Klar ist, dass der Ton, die Netiquette, in verschiedenen Netzen verschieden ist. Aber äußere Hinweise, wie das Verwenden von Smileys, Groß - oder Kleinschreibung, Häufigkeit der Rechtschreibfehler, Art des Porträt Fotos, Frequenz der Posts, sind nicht immer ein sicheres Indiz für den Menschen, der dahinter steckt. Aussagekräftiger sind schon die Themen, die jemand aufgreift und nach denen ich meine Kontakte auswähle. Aber diese Entscheidung braucht Zeit und ein erster Eindruck kann leicht falsch sein.

Ich vermute, die angebotenen Informationen über den Bildschirm sind nicht zuverlässig genug, um "Menschenkenntnis" zu entwickeln. Und ich verhalte mich deshalb so, wie generell die Entwicklung einer Kooperation beginnt: Ich nehme erst mal an, der andere meint es gut mit mir, bleibe aber vorsichtig und breche dann im Zweifel Kontakte auch wieder ab.

Trotzdem entsteht ein Repertoire an Vorurteilen, besser noch an Vorverurteilungen. So werden - siehe meine Medienvorsätze - alle Arten von "Schützern" automatisch blockiert, genau so alle "politisch Korrekten", auch Journalisten haben einen schweren Stand bei mir, wer aus heiligen Büchern zitiert, erreicht mich nicht mehr. Sehr sensibel reagiere ich auf zu viele Meldungen von den sogenannten "Medienhuren", d.s. Menschen, die permanent belangloses posten.

Umgekehrt entsteht eine Vorliebe bei mir für Menschen, die Wissen und Freude teilen, in dem sie z.B. schöne Fotos und Videos zeigen, die Musik propagieren, die ich noch nicht kannte oder die ihre Heimat oder Umgebung präsentieren.
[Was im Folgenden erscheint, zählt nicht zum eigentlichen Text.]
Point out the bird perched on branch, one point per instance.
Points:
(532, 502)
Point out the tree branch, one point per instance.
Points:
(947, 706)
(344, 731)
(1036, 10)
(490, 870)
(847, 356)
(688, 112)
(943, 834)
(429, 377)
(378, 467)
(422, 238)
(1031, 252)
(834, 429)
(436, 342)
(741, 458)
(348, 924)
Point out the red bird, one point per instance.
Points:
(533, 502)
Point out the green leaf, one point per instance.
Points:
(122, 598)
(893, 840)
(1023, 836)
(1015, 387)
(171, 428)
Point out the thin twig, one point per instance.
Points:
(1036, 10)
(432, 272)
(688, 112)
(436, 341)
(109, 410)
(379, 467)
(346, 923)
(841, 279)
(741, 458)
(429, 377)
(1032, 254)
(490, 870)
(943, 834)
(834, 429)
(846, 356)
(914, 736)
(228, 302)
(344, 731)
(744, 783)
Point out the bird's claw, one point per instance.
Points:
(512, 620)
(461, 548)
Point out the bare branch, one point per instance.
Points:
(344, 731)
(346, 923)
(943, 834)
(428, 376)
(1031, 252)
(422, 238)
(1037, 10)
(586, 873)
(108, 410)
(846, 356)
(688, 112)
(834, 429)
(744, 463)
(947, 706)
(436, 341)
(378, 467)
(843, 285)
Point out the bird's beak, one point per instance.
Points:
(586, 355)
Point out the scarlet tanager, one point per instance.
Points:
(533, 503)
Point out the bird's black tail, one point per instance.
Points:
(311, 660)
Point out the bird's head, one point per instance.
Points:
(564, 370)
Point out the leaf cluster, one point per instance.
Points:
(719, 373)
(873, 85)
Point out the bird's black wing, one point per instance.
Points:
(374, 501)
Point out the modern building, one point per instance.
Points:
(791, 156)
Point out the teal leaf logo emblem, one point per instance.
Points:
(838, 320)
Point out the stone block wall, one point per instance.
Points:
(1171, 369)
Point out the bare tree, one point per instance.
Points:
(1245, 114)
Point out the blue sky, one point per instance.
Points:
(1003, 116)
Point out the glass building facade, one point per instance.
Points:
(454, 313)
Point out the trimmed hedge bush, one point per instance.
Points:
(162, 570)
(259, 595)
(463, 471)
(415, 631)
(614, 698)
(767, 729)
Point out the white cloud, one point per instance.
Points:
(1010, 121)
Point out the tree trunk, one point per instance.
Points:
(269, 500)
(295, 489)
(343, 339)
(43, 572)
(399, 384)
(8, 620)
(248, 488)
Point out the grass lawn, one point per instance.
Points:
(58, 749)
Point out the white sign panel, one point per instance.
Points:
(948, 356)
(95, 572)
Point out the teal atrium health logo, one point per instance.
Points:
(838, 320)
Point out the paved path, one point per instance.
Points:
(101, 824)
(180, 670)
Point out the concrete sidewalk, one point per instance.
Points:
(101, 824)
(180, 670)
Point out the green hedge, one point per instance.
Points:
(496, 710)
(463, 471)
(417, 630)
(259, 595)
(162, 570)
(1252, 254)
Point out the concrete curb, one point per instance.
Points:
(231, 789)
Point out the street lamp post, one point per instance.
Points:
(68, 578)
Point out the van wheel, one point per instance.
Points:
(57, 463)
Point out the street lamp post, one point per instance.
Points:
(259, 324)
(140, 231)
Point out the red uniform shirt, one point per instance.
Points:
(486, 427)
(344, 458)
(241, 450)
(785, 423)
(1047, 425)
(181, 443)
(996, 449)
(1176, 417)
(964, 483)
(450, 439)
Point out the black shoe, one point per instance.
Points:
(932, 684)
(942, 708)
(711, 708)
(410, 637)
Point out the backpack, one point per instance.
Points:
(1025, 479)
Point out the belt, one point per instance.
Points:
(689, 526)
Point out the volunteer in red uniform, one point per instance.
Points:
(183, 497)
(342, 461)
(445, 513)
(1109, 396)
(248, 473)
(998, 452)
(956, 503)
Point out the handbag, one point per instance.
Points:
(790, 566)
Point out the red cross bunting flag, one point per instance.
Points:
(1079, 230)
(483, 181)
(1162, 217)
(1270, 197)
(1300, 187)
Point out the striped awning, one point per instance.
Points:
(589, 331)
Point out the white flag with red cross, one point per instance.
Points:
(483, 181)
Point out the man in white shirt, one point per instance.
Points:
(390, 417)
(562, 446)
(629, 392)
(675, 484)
Wenn ich auch der Meinung bin, dass Menschenkenntnis im engeren Sinne im Netz nicht entwickelt werden kann, so können aber trotzdem Abneigungen und Vorlieben entstehen, die eine ähnliche Hilfe im Umgang darstellen.


Wie kann man mit Kindern Menschenkenntnis üben? Man suche sich einen Platz, wo man Menschen gut beobachten kann, diese aber ein Gespräch nicht hören können. Fast jeder belebte, öffentliche Raum eignet dazu. Dann sucht man sich eine Zielperson, ein "Opfer" aus und bespricht, wie sich die Zielperson verhalten wird. Wird es den Artikel, den es schon lange betrachtet, auch kaufen? Wohin setzt sich jemand, der einen freien Platz sucht? Ist jemand allein oder wartet er auf jemanden?

Ich habe mit meinen Kindern dieses Spiel oft gespielt und ich denke, auch zu ihrem Nutzen.